Первое организационное заседание Военного Совета состоялось в Петрограде под председательством Кедрова. Он об’явил, что к 1-му апреля Военный Совет должен переехать в Москву, и что для этой цели будет назначен особый поезд, Был поднят вопрос о нахождении в Москве дома, где должен помещаться Военный Совет и Военно-Революционный Совет. Я указал, что очень удобным помещением для одного из указанных учреждений является Александровское Военное Училище. Было решено, что я поеду в Москву двумя днями ранее и обращусь к коменданту гор. Москвы, Г. Ягоде, причем Кедров, по моей просьбе, снабдил меня письмом к этому последнему, так как он меня, по всем вероятиям, не имел удовольствия знать.
По приезде в Москву я отправился к коменданту Ягоде, управление которого помещалось на Большой Никитской, в роскошном особняке Валина, который продал его А. И. Коновалову. Мне пришлось подождать некоторое время, так как Ягода отсутствовал; но как только он вошел в здание, я обратился к нему и изложил, какое поручение я имею ему передать. Он встретил меня очень недружелюбно (я был в штатском платье), но когда он прочитал письмо от Кедрова, то его обращение со мною стало более внимательным. На меня он произвел несимпатичное впечатление озлобленного человека, несмотря на свою молодость: ему нельзя было дать более 22-23 лет. Мое впечатление было таково, что не дай Бог попасть в лапки этого зверька, сознающего всю свою силу и свое безапелляционное положение. Наш разговор продолжался недолго, и он обещал исполнить данное мне поручение; и действительно оно было своевременно выполнено, и Военный Совет получил чудный дом князя Гагарина на Новинском и Смоленском бульваре. Как я и предполагал, Александровское Военное Училище было потом занято Военно-Революционным Советом.

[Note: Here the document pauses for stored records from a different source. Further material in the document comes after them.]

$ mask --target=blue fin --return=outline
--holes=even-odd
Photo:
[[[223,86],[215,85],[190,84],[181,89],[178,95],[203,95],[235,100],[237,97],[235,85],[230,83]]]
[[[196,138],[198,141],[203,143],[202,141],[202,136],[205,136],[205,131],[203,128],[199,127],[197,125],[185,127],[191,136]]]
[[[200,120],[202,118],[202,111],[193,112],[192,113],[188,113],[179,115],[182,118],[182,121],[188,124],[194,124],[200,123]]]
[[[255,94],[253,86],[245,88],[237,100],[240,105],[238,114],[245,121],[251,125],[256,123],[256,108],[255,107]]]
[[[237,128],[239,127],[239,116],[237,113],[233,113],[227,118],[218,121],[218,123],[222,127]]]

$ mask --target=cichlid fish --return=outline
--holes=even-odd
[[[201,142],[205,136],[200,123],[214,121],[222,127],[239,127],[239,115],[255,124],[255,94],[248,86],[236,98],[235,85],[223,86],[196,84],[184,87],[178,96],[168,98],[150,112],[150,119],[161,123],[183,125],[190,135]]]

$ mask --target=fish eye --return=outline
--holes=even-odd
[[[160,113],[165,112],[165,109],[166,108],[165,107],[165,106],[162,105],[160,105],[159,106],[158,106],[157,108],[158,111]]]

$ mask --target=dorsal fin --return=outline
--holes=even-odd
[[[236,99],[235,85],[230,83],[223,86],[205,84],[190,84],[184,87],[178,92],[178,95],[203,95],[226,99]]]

Ягоду мне пришлось встретить еще один раз через 7 лет
на одном из секретных заседаний Реввоенсовета, куда я был приглашен для обсуждения вопросов по обороне Союза перед поездкой заграницу одной комиссии, куда я был назначен в качестве члена. Ягода был тогда членом коллегии ГПУ и в его наружности произошла большая перемена; он очень возмужал, пополнел и на его самодовольном лице ясно отражалось сознание собственного достоинства от занимаемого высокого положения. Он внимательно прослушал всю дискуссию, но не проронил ни одного слова во все время заседания.
Таким образом мне пришлось начать работу в Техническом Совете в Москве, но мне было разрешено ездить в Петроград, так как я был связан с Академией Наук и Артиллерийской Академией. В виду того, что проезд по железным дорогам представлял в то время громадные затруднения, я получил несколько предписаний за подписью Склянского на бланке Военного Совета, что я имею право бесплатно без всякой очереди ездить по всем железным дорогам в спальных вагонах, не беря билета. С таким предписанием я ездил несколько месяцев из Петрограда в Москву и обратно, и такое незаконное распоряжение исполнялось железнодорожниками, так как страна находилась в состоянии революции и никто не знал, кому какая власть принадлежала.
На первое время для организации Технического Совета, конечно, понадобилась усиленная работа, а, главное, надо было установить штаты Главных Управлений и порядок их докладов в Военном Совете. Как я сказал ранее, моими начальниками являлись Кедров и Склянский, которым я должен был ежедневно докладывать все текущие дела. Кедров принадлежал к числу чекистов и отличался большой жестокостью и суровостью. Достаточно было взглянуть на его черные глаза, горящие зловещим блеском, чтобы сразу определить необузданный и жестокий характер этого человека. Брюнет, высокого роста, неряшливо одетый, в высоких сапогах, постоянно с револьвером наружу, он своим взглядом наводил страх на всех подчиненных, — тем более, что он, — как тогда говорили, — сам лично расстреливал контр-революционеров. Впоследствии
это и оправдалось, — когда он был назначен в Архангельск, в качестве председателя Губ. Ч. К., для наведения порядка в этом городе после ухода англичан; он лично перестрелял там не мало народа. Лично ко мне он относился с должным уважением. На мое счастье его личным секретарем являлся мой ученик по Институту Гражданских Инженеров (его фамилию я забыл), тоже большевик, который имел ко мне большую симпатию. Он мне сказал, что !
Кедров спрашивал его мнение обо мне, и он ему ответил, что мне можно вполне доверять, так как вся молодежь Института относилась с большим доверием и уважением к профессору, который во всех случаях справедливо и душевно относился ко всем нуждам студентов.